Prosesi Ngalangi Pantai Wediombo dimulai dengan ritual doa menghadap pohon tua yang dipercaya sebagai pepunden dan dikeramatkan di area pelataran Semar. Selendang digantungkan di sebuah tali di bawah pohon besar di pinggir pantai yang menjadi pusat ritual. Kemudian minyak wangi diusap-usapkan di seluruh selendang. Bau menyan tiba-tiba cukup tajam saat pemuka adat atau juru kunci membakarnya bersamaan dengan peletakan sesaji dan melantunkan mantera dalam hati. Ritual itu menjadi pembuka dalam upacara Ngalangi.

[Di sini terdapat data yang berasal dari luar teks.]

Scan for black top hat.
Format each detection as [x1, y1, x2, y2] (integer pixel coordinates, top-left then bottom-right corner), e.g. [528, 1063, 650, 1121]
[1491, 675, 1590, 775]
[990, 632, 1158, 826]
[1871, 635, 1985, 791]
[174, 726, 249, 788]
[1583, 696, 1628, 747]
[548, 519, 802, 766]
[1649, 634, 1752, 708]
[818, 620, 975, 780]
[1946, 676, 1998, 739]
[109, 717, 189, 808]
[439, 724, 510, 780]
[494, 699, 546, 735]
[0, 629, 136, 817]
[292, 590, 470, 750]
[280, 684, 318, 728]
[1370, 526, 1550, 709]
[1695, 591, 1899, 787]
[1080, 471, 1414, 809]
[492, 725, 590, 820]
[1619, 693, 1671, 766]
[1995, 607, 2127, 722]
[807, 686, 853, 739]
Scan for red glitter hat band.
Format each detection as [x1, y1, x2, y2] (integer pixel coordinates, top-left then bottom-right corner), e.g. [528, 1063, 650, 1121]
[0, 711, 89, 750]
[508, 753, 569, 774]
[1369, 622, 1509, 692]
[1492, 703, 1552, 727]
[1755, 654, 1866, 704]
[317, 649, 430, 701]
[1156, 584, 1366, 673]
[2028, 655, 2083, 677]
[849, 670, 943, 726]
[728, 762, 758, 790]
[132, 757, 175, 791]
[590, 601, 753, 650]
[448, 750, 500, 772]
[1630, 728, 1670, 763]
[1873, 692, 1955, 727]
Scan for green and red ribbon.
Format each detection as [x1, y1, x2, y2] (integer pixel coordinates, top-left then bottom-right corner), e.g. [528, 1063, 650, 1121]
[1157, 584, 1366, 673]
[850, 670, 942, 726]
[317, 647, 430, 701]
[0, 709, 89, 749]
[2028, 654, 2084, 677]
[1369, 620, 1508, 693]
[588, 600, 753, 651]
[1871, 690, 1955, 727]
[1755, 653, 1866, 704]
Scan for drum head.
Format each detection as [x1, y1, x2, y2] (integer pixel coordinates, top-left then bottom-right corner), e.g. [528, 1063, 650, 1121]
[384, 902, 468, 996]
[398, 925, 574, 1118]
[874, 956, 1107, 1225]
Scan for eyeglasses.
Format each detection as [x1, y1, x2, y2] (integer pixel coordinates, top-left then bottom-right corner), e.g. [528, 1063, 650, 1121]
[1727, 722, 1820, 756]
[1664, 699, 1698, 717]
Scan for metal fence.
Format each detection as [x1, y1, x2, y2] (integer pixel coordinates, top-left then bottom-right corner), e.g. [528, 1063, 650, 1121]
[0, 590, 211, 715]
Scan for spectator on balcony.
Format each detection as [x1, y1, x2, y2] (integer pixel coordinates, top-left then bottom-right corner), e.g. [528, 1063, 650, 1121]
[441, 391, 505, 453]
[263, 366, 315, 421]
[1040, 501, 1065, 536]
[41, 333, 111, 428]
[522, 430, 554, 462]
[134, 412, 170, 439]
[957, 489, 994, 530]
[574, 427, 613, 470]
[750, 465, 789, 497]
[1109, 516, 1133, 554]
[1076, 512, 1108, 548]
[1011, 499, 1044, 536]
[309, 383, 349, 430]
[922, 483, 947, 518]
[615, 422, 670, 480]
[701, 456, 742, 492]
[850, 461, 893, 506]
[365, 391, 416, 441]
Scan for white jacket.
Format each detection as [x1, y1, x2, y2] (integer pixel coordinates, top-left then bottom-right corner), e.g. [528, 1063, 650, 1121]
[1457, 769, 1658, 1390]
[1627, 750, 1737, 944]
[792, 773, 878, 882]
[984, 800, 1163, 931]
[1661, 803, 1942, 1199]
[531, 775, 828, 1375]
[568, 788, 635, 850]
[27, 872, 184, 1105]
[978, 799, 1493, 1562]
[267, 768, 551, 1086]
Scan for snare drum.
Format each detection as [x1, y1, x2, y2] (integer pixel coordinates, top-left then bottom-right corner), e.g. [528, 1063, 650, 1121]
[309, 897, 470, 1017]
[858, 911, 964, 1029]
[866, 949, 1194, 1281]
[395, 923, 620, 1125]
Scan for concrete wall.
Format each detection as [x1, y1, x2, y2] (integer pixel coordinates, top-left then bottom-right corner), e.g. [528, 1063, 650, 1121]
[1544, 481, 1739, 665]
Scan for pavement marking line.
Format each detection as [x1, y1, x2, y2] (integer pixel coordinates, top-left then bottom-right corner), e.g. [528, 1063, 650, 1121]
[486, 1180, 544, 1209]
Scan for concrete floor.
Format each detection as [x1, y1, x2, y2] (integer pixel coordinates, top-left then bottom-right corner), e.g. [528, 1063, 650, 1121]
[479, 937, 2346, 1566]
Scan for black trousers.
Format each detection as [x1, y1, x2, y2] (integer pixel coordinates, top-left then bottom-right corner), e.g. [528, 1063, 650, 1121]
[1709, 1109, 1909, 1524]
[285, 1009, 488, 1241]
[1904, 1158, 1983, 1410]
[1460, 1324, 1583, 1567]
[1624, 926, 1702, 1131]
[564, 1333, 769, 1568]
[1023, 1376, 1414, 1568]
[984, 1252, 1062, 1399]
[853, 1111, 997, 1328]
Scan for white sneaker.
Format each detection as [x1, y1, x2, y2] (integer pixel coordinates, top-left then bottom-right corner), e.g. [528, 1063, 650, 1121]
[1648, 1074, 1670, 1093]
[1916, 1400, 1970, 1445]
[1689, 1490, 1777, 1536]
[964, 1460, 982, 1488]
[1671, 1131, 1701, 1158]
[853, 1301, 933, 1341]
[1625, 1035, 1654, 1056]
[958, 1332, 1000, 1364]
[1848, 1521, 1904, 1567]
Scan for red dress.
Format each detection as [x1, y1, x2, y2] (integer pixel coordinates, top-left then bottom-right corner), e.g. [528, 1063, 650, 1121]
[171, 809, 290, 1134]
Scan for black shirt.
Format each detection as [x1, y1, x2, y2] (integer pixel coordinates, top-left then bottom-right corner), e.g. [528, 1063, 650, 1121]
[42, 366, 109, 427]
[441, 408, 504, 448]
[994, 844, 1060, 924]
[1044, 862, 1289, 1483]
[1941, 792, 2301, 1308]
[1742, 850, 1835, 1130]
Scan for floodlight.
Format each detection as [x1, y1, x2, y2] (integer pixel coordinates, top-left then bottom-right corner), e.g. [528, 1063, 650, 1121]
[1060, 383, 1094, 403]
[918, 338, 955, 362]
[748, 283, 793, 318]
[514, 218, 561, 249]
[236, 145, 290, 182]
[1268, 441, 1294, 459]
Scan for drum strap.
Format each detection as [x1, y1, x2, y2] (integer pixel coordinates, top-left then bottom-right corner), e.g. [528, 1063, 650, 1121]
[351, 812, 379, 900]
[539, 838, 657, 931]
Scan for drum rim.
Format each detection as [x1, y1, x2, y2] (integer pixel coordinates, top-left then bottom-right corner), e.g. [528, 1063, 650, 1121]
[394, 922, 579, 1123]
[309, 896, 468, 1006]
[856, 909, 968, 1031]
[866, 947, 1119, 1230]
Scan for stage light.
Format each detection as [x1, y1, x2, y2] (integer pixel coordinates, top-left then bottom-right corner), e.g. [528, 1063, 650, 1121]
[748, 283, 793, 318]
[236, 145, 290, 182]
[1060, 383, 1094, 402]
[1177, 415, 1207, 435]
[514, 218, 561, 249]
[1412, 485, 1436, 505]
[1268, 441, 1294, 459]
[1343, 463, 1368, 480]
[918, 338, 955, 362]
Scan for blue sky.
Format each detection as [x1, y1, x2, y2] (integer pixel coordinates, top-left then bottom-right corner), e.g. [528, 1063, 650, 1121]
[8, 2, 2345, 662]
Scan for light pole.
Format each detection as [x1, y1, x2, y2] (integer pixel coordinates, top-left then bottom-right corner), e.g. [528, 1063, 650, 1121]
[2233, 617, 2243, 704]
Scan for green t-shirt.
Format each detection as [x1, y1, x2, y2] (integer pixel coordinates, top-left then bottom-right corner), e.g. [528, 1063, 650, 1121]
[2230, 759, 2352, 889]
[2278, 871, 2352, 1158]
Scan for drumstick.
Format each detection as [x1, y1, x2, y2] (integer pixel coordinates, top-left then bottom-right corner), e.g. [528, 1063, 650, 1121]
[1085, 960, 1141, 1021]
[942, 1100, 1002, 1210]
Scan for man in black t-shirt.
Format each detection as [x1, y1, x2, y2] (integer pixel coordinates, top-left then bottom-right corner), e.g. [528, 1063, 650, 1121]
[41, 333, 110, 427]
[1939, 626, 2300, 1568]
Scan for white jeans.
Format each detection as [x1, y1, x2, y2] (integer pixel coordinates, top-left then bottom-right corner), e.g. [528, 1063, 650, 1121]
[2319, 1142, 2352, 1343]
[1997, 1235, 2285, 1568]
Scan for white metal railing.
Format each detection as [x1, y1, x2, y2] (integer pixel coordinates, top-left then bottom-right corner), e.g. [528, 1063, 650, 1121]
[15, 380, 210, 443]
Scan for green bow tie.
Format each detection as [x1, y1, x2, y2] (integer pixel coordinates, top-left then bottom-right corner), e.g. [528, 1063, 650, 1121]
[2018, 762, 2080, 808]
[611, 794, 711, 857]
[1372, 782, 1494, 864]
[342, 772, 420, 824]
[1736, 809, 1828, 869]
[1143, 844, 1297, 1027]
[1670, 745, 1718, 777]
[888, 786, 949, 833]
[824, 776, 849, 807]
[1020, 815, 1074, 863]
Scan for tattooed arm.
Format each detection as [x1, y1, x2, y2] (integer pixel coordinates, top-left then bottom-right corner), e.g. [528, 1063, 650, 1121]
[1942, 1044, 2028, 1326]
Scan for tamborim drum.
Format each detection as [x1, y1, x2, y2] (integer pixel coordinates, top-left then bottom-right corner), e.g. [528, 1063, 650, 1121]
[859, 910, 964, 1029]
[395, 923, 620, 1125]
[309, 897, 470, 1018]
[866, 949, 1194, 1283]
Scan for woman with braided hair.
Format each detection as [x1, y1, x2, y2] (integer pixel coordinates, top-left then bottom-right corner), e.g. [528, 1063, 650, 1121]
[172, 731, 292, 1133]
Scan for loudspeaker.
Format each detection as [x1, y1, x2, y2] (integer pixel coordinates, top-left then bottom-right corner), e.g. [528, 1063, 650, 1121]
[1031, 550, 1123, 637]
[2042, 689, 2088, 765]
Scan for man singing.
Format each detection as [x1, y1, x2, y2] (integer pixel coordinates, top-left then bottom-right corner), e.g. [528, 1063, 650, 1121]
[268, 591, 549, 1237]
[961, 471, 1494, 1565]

Kemudian acara dilanjutkan dengan beberapa sambutan dari pemuka adat setempat dilanjutkan dengan sambutan-sambutan lainnya dari wakil pemerintah daerah. Acara doa di pelataran ditutup dengan doa bersama yang dilakukan seluruh masyarakat yang hadir dalam prosesi tersebut.

sambutan
Sambutan dari wakil pemerintah daerah Gunungkidul

Upacara Adat Ngalangi Pantai Wediombo dilanjutkan dengan makan bersama antara masyarakat yang menjalankan prosesi ini dengan penonton yang hadir dalam acara tersebut. Bungkusan makanan dan nasi kenduri yang diletakkan ditengah-tengah langsung dibagian kesemua orang yang hadir dalam acara tersebut. Selanjutnya mereka membuka bungkusan makanan tersebut dan langsung memakannya secara bersama-sama. Bungkusan makanan dan kenduri yang ada berisi hasil bumi yang dipanen oleh masyarakat sekitar. Saat bungkusan tersebut dibuka berisi nasi dan lauk berupa tempe, serundeng, ikan laut, dan masakan khas desa yang diolah dari hasil bumi yang mereka panen.

makan-bersama

makan-bersama
Makan nasi kenduri bersama-sama

Prosesi larung sesaji Upacara Adat Ngalangi Pantai Wediombo dilanjutkan setelah selesai acara makan kenduri bersama. Tandu berisi sesaji hasil bumi masyarakat sekitar yang diletakkan ditengah pelataran dibawah ke arah utara menuju tempat perahu nelayan yang sedang bersandar. Tandu sesaji tersebut dinaikkan ke atas perahu kemudian perahu dibawa ke tengah laut atau sejauh kurang lebih lima kilometer dari bibir pantai untuk dilabuh atau dilarung.

tandu
Tandu berisi sesaji hasil bumi masyarakat yang akan dilabuh / dilarung

Prosesi larung sesaji Upacara Adat Ngalangi Pantai Wediombo ini hanya menggunakan satu buah perahu nelayan saja. Perwakilan masyarakat dan nelayan ikut dalam perahu nelayan untuk melakukan proses larung sesaji di tengah laut. Tidak banyak yang mengetahui bagaimana prosesi larung sesaji Tradisi Ngalangi Pantai Wediombo karena hanya menggunakan satu perahu yang terbatas kapasitas penumpangnya. Masyarakat sekitar percaya bahwa laut selatan dibawah kekuasaan Nyi Roro Kidul sehingga upacara sedekah laut juga dipersembahkan kepada Nyi Roro Kidul.

larung sesaji
Prosesi larung sesaji Upacara Adat Ngalangi ke tengah laut yang -konon- untuk persembahan penguasa laut selatan -Nyi Roro Kidul-

Upacara Adat Ngalangi ini merupakan salah satu tradisi yang masih dipertahankan oleh masyarakat pesisir pantai kabupaten Gunungkidul khususnya masyarakat sekitar Pantai Wediombo. Tradisi ini memiliki banyak kesamaan dengan sedekah laut namun terdapat perbedaan dimana di bagian acaranya terdapat permohonan seorang yang memiliki hajat tersendiri dengan mempersiapkan larung sesaji sendiri yang diikutkan bersama-sama dalam prosesi larung sesaji.